Diario de Cadiz

BENDITA CHAMPIONS

- MANUEL AMAYA ZULUETA

Y Afinalizad­a la primera vuelta de cuartos de la bendita Champions, ha llegado la hora de hablar del gran fútbol, del pelotón a lo magno y a lo pasmoso de este deporte que entra en vena sin darse uno cuenta y, que, como vengo diciendo siempre, es la nueva religión. Si alguien lo duda, que mire los estadios a rebosar, el fanatismo que engendra, las adhesiones inquebrant­ables que suscita, etc. Y lo que te aleja de la realidad inmediata esa hora y media de palestra y liza continuas. Y eso seda como una seda. Tras la lectura de Valente, Gamoneda, Rilke o Vallejo, tras la escritura de la nueva novela que comencé hace poco, tras comerse el tarro de las neuronas durante horas, nada existe más relajante que un partidazo de Champions. Talmente bocata lexatín. Porque hay que ver los partidazos que venimos de contemplar. Es que no se sabe cuál te ha dejado mejor sabor de boca. Todo empezó en viejo-novísimo estadio de la Castellana. Seis goles, cuatro preciosos; dos, paposos, como decíamos de adolescent­es en los glacis del Columela. Que maravilla la que mostraron y demostraro­n Madrid y City. Uno con un fútbol de satén y el otro con un fútbol híbrido de nervio y sangre, fe y corro a ver quién me pilla. Los de Pepe y los de Carlitos, cada uno haciendo el juego que les gusta o saben o pueden. Porque, aunque un bisoño no lo crea, hay muchos fútboles. La lenta y felina aproximaci­ón de los mancuniano­s a Lunin a base de tejer una telaraña de pases suaves y precisos, frente al arrebato de los blancos eligiendo el camino más corto entre dos puntos… En fin: goles, media docena, jugadas increíbles de los magos (Rodrigo, con su carita de Martín de Porres y Bernardo con su catadura de joven enfermizo, Vini, Foden, etc.), la debilidad del pseudoport­ero inglés, cambios bruscos e inesperado­s en el marcador… Un partidazo para quienes aman el balompié por encima de colorines y enfermizas devociones.

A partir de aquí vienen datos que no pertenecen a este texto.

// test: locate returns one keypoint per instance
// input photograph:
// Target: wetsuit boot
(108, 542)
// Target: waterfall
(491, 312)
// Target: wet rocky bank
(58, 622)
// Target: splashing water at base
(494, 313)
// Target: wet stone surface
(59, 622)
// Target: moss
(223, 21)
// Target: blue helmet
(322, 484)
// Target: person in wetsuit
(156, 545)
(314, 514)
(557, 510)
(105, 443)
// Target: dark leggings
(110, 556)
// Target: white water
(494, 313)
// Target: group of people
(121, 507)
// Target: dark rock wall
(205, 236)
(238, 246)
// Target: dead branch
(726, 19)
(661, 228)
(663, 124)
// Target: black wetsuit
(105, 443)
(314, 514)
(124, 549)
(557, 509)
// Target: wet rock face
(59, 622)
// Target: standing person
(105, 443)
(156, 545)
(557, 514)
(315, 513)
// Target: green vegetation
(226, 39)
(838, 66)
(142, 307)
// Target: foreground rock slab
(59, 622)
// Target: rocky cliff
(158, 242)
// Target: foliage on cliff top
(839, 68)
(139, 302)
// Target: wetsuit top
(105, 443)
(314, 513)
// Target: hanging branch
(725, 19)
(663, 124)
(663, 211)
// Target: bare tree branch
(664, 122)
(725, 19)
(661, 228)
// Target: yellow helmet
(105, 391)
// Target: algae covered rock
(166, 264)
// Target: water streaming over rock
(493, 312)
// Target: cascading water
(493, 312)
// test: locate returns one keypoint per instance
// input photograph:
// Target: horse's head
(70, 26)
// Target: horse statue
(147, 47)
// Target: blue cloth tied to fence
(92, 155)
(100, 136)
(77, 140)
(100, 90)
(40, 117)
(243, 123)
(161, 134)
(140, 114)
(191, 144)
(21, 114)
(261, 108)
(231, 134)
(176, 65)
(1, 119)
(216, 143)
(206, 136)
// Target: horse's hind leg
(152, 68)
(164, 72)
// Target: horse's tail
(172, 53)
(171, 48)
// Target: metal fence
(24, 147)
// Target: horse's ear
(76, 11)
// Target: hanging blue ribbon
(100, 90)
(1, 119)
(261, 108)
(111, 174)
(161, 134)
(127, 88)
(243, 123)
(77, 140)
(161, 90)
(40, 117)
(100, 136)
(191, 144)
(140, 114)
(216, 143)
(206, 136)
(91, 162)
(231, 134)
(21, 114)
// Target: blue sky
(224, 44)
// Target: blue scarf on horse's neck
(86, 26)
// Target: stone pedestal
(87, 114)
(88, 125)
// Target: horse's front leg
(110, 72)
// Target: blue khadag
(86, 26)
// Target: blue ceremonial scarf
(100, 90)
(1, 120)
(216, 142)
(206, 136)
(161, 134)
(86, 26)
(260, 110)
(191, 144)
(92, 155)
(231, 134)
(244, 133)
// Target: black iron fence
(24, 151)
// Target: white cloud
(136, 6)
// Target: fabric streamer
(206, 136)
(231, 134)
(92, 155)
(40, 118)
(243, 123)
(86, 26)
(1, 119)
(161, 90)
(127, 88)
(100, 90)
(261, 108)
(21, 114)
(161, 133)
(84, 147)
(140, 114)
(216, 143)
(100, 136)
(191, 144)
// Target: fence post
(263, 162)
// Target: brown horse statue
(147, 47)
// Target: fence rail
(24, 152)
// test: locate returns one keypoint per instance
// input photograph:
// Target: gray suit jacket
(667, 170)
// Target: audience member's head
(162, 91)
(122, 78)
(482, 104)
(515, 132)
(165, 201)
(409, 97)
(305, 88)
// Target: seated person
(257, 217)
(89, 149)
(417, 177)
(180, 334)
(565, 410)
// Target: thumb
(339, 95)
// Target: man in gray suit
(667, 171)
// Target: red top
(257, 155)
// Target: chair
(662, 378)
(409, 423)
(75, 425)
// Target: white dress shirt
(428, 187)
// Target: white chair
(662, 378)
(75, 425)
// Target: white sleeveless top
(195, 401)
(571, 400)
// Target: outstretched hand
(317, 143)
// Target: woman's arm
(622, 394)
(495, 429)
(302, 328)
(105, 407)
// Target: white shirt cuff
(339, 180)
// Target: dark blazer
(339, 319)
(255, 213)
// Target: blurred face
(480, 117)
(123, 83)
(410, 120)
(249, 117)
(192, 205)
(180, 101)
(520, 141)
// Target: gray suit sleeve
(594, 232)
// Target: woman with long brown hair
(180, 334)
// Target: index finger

El otro partidón se compitió en mi segunda ciudad, la de la horrible pirámide que afea tantísimo al Louvre, el París de la Piaff. Otra vez muchos goles, jugo del juego. Viva la paronomasi­a. Los goles son al fútbol lo que el adobo es al cazón. En la Ville Lumière hubo cinco y la misma inestabili­dad gozosa en el marcador que el día antes en la capital de lo que aún se llama España. Otra maravilla futbolera, donde sorprenden­temente el as no fue Mbapé, sino el criticado Rafiña. Partidazo se hizo el nota. Yo, personalme­nte, confieso que esperaba holgada victoria de los del lenguaraz Martínez; pero, he ahí por qué el fútbol es capaz de atraer a millones de seres humanos, la lógica se trizó, hala, al… garete. Ningún deporte es tan impredecib­le como éste. En baloncesto un equipo grande gana siempre a uno débil. Aquí, no. Aquí, nunca se sabe, todo es aproximado. Y un pelotero que está con un pie en la calle mete dos goles a une equipe que se deja cientos de millones en intentar ganar algo que no consigue nunca, la bendita Champions. Cómo se explica eso, se pregunta uno. La ilógica lógica del fútbol. Otra excelencia que nos brindó la bolita.

Ya los otros dos matches, aunque fueron de interés general, no desarrolla­ron la majestuosi­dad de los anteriores. Arsenal y los bávaros tampoco se quedaron atrás en lo de los goles, esta vez cuatro. Y tres en el Aleti (suena a consorte zarzuelera) Borussia. Fueron partidos buenos, de “nivel”, esa palabra que se ha adueñado del idioma de Lope y su “amigo” Góngora y lo empobrece día a día, parece que irremediab­lemente.

Pero llamativo de los cuatros duelos ha sido el cántico al gol. Diez un día y al siguiente ocho. ¿Ha muerto el futbito pobretón e italianiza­nte de los uno a cero o del insípido empate a nada? Ojalá. Dame goles, eso es todo. Y tor mundo chachi contento.